The Toronto Stock Exchange's S&P/TSX composite index .GSPTSE ended up 253.34 points, or 2.12 percent, at 12,208.43, its biggest one-day gain since November 30.
The TSX ended 2011 down more than 11 percent to record its first year-on-year decline since 2008.
Eight of its 10 main sectors were higher on Tuesday, led by a jump of more than 4 percent in the heavily weighted materials index.
Potash Corp (POT.TO) led the sector's charge, rising 5.1 percent to C$44.26, as China is among the world's largest purchasers of fertilizer.
"Any kind of good news out of China tends to have a direct positive impact on Canadian stocks," said Robert Kavcic, an economist with BMO Capital Markets. "Especially since (China) was in contraction territory last month and we haven't seen that since early 2009."
Data on Tuesday also showed German unemployment fell more than forecast, which followed on Monday's German manufacturing PMI that showed less contraction than expected.
Investors hoped the improved German outlook was a sign the euro zone economy was recovering after being battered by the region's debt crisis for months.
Toronto mining stocks cheered the brighter global outlook, with base metal miners rising 5 percent. China is the largest single buyer of industrial metals such as copper, which hit a three-week high.
Teck Resources TCKb.TO added 6.9 percent to C$38.37 and First Quantum Minerals (FM.TO) rose 4.1 percent to C$20.87.
Gold mining issues climbed more than 3.5 percent, led by Barrick Gold, (ABX.TO) which was up 4.3 percent to C$48.13.
Energy shares got a lift as oil prices rose more than 4 percent on the economic data and worries about supply shortages due to Iran's threat to block shipping in the Strait of Hormuz and turmoil in Nigeria and Iraq.
Canadian Natural Resources (CNQ.TO) was up 4.4 percent at C$39.82.
Stocks also rallied on data showing U.S. construction spending surged to a near 1-1/2 year peak in November and manufacturing activity grew at its fastest pace in six months in December, with new orders up also.

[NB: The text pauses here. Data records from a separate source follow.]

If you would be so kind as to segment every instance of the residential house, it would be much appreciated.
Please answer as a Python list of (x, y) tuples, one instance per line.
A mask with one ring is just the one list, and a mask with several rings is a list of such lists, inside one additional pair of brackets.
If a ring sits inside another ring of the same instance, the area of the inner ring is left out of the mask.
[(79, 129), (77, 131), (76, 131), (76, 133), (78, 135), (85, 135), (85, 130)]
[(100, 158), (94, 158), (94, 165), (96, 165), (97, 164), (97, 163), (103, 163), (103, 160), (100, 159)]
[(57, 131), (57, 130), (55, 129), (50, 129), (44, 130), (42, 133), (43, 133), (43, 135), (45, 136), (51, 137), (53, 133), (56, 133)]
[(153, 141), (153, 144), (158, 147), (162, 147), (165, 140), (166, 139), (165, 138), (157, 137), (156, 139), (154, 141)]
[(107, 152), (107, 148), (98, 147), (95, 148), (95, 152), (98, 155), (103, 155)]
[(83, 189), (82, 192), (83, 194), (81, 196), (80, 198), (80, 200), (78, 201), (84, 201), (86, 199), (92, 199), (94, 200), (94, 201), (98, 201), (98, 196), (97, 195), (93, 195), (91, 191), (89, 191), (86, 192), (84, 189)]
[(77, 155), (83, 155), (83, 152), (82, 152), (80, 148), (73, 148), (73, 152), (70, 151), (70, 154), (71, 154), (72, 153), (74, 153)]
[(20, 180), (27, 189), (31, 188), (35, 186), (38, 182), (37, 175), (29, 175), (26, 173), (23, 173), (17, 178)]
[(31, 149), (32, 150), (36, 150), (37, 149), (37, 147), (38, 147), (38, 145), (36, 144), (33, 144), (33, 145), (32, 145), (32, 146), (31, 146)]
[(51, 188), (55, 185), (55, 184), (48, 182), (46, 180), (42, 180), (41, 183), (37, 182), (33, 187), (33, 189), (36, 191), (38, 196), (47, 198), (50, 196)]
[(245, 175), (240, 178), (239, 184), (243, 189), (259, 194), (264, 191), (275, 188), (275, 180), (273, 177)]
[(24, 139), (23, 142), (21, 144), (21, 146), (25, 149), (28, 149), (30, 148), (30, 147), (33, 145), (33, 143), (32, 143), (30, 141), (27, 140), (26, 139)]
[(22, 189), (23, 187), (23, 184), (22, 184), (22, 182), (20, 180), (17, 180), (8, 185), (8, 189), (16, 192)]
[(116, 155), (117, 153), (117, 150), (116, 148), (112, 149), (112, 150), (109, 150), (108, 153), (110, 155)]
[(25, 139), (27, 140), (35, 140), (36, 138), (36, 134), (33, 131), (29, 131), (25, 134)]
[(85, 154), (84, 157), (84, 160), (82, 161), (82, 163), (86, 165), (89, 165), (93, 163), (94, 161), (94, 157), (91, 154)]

"That goes in hand with a lot of the other indicators we've seen coming out of the U.S. the past month or two, which have been pretty consistently improving," said Kavcic.
Investors were also hopeful the U.S. central bank may hold interest rates low for longer than previously expected.
Minutes from its December 13 meeting, released on Tuesday, showed a number of Fed officials believed economic conditions could "well" warrant a further easing of monetary policy. The Fed has held the overnight federal funds rate close to zero since December 2008.
The TSX's rally was the largest since the end of November, when the Fed and the European Central Bank led a move to lower the cost of U.S. dollar swap lines by 50 basis points.
In individual company news, Research In Motion RIM.TO shares rose more than 6 percent to C$15.71 after a newspaper reported the BlackBerry maker was on the verge of stripping its co-chief executives of their other shared roles as chairmen of the board.